BIOLOGICAL AND CLIMATE CONTROLS ON CALCIUM CARBONATE PRECIPITATION IN A SMALL FIRST ORDER DRAINAGE BASIN, SEVILLETA LONG TERM ECOLOGICAL RESEARCH SITE, NEW MEXICO. USA

The precipitation of calcium carbonate is a diagnostic feature of soils developing in semi-arid environments. Empirical data show a relationship between the depth to calcium carbonate precipitation and average annual rainfall. Other studies have also shown that micro- biological organisms play a role in determining the location of calcium carbonate precipitation within a soil profile, principally through their influence on PCO2 which controls the concentration of HCO- ions in the soil. On the Sevilleta LTER a small first order drainage basin displays a dramatic change in vegetation with an arid Chihuahuan Desert grassland (creosote/black gramma grassland ) on the south facing slope and a mesic Great Plains grassland (Juniper/black gramma grassland) on the north facing slope. Conventional wisdom attributes these changes to differences in solar radiation experienced by the different slope orientations resulting in variation in soil moisture regime. An understanding of soil forming processes would suggest that if there are significantly different climates on the opposing hillslopes then eventually different soils will also form.. Significant variation in the amount and depth of calcium carbonate was found in the soils throughout the drainage basin.
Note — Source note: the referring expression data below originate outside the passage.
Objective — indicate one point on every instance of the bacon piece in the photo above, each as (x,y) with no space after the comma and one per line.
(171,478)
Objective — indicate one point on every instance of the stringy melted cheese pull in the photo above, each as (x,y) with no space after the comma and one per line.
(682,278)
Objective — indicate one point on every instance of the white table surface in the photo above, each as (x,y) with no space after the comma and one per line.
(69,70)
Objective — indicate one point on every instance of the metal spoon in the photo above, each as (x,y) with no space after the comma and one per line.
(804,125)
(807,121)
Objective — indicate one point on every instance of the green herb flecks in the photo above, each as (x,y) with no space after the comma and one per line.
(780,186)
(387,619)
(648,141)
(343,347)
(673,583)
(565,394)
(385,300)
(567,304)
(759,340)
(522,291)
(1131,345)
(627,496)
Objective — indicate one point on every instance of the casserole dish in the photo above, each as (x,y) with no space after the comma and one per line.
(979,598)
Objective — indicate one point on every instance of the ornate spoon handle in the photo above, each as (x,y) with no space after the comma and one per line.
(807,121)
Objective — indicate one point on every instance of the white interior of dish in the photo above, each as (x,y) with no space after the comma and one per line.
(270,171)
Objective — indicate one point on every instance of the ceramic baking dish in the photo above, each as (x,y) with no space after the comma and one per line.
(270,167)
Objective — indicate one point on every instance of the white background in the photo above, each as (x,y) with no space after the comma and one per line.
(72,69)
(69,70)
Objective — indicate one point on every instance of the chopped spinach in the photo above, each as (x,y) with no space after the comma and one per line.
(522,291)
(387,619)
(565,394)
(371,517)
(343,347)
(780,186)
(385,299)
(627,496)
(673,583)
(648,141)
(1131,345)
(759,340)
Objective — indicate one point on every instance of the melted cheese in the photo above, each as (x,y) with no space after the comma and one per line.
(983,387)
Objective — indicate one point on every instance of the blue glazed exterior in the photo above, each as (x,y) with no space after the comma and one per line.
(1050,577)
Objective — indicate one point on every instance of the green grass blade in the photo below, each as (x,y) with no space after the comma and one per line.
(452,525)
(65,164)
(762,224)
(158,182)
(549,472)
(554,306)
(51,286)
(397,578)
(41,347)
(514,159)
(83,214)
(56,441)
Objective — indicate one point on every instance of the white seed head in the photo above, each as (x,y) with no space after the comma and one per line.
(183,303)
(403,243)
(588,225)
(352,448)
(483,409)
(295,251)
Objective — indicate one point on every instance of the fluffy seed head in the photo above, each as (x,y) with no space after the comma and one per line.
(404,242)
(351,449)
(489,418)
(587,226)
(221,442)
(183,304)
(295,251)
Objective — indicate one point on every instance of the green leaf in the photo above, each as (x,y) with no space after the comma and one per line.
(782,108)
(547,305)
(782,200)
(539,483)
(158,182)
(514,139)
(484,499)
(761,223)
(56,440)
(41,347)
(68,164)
On the shady north facing slope, soils have higher moisture retention and a more active vegetation community resulting in higher PCO2 and ultimately higher levels of CaCO3 than the soils on the drier south facing slope. At the head of the basin however, a sequence of soils downslope shows a progressive increase in depth to CaCO3 to the point where the lowest soil in the sequence has no calcium carbonate at all. Thus regional precipitation is a poor estimate of pedogenic calcium carbonate characteristics in sloping terrain. The pattern of calcium carbonate precipitation in the drainage basin shows complex relationships to soil moisture regime. Greater moisture availability on shady north facing slopes causes increased biological activity, higher PCO2 and more soil carbonate. In the convergent head slope of the drainage basin the moisture flux enhanced by topography causes complete leaching of pedogenic CaCO3 from the soil profile.